On 4 May 2017 the Hong Kong Competition Commission (HKCC) released a report outlining the findings of its study into the auto-fuel market in Hong Kong. The HKCC’s study commenced in April 2015 (before the Competition Ordinance took full effect) and was conducted in order to determine the state of competition in the market, and was partly triggered by news reports highlighting Hong Kong’s petrol prices as some of the highest in the world.

The HKCC concluded that while the auto-fuel market’s unique structure hinders high levels of competition and gives rise to perceptions that fuel prices in Hong Kong are expensive, it found no evidence of any anti-competitive behaviour. In other words, the fact that petrol prices in Hong Kong are high and consistent across oil companies is not conclusive of any anti-competitive conduct. The report identifies a number of underlying structural and behavioural characteristics which the HKCC believes to be hindering competition and which would likely have contributed to high auto-fuel prices in the territory. The report also makes recommendations, summarised in the HKCC press release, on how to address these issues with the aim of furthering competition in the market.

The Competition Ordinance does not give the HKCC any information-gathering powers to conduct market studies, which meant that the HKCC had to rely on the voluntary cooperation of the relevant stakeholders.

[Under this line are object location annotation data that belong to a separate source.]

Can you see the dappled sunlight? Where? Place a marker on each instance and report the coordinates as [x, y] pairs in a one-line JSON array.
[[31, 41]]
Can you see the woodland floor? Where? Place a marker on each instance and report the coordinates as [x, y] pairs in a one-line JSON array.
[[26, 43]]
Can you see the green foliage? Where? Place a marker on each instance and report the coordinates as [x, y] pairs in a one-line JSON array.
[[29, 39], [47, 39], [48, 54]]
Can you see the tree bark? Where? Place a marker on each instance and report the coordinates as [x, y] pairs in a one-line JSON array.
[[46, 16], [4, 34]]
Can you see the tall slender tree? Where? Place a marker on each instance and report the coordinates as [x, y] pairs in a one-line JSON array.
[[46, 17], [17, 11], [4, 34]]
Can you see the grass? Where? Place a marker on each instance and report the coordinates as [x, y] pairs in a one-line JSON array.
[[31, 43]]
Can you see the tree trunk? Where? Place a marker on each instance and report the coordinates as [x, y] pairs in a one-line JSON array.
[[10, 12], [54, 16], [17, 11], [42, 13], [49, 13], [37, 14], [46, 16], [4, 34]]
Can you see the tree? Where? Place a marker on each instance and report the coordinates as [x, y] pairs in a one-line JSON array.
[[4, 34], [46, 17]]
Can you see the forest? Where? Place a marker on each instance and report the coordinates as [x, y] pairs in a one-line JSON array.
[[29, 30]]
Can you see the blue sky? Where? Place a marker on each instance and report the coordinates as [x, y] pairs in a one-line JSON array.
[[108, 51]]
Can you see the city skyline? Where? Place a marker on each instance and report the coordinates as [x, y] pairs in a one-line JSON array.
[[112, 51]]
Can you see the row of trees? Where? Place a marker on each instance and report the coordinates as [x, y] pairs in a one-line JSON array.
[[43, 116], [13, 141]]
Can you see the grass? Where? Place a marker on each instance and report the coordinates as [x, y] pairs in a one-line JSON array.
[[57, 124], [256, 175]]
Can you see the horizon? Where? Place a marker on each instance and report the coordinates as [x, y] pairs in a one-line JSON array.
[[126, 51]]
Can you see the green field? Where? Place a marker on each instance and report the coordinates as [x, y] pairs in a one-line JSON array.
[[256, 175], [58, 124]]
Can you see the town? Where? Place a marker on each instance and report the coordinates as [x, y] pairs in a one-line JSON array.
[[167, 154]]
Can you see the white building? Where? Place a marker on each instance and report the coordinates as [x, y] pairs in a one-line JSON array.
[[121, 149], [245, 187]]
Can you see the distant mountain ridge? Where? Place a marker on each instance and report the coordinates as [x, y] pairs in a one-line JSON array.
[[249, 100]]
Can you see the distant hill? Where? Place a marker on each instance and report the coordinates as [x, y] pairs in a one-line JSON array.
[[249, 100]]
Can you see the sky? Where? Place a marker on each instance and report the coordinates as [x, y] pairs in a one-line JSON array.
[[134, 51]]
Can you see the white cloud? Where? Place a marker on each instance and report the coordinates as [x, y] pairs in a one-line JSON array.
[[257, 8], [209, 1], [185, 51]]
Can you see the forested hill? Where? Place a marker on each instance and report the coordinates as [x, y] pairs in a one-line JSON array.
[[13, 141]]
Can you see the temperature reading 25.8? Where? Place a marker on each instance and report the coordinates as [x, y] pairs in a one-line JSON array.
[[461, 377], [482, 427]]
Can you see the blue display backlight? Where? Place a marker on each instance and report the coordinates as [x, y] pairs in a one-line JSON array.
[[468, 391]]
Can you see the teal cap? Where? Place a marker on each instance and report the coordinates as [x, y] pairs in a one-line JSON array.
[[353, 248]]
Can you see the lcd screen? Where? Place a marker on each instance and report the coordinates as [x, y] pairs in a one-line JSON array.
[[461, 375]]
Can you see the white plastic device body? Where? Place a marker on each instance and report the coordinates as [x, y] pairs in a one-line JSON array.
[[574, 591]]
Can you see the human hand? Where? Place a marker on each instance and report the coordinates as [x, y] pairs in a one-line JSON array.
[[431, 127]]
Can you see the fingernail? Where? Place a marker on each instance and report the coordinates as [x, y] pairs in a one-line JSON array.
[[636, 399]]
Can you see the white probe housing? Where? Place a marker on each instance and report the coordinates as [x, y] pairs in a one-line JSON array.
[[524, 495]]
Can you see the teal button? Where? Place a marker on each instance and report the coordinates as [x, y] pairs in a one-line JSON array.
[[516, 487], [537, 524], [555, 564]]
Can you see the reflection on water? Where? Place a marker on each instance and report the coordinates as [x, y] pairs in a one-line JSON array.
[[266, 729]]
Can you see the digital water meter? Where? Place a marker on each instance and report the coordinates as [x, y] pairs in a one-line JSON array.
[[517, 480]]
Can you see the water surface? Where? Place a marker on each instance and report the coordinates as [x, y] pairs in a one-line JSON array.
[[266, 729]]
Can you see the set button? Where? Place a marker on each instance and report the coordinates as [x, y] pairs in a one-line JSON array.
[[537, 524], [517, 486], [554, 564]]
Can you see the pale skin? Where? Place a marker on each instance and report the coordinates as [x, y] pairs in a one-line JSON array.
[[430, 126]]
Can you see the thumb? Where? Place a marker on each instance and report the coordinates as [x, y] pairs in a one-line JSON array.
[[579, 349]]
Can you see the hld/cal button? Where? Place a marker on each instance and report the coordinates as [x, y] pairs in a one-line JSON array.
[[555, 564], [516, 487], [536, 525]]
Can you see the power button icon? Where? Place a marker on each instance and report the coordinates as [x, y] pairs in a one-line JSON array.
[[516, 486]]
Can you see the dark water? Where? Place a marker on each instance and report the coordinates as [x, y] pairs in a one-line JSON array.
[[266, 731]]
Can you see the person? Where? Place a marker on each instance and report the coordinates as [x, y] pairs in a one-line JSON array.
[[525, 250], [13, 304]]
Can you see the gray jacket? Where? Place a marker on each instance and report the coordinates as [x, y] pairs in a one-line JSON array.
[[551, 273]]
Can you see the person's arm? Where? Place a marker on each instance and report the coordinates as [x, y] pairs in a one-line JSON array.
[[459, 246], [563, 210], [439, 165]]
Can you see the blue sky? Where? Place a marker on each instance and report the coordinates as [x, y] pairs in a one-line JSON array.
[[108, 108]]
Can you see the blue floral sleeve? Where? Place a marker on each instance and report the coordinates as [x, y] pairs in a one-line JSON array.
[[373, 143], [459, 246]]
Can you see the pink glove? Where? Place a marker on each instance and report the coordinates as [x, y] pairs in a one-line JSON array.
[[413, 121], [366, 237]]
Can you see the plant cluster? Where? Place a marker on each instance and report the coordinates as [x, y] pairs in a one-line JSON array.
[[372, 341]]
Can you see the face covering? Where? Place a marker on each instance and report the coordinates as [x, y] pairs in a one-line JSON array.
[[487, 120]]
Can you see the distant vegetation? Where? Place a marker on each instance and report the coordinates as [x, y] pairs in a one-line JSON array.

This prevented the HKCC from doing an in-depth analysis of retail margins. For example, it was noted that information on profits, operating costs and sales discounts were lacking, but the HKCC maintained that it obtained enough information to preserve the integrity of the report. Within the report, the HKCC recommends that its investigative powers be expanded in the market study context to enable it to compel the production of materials.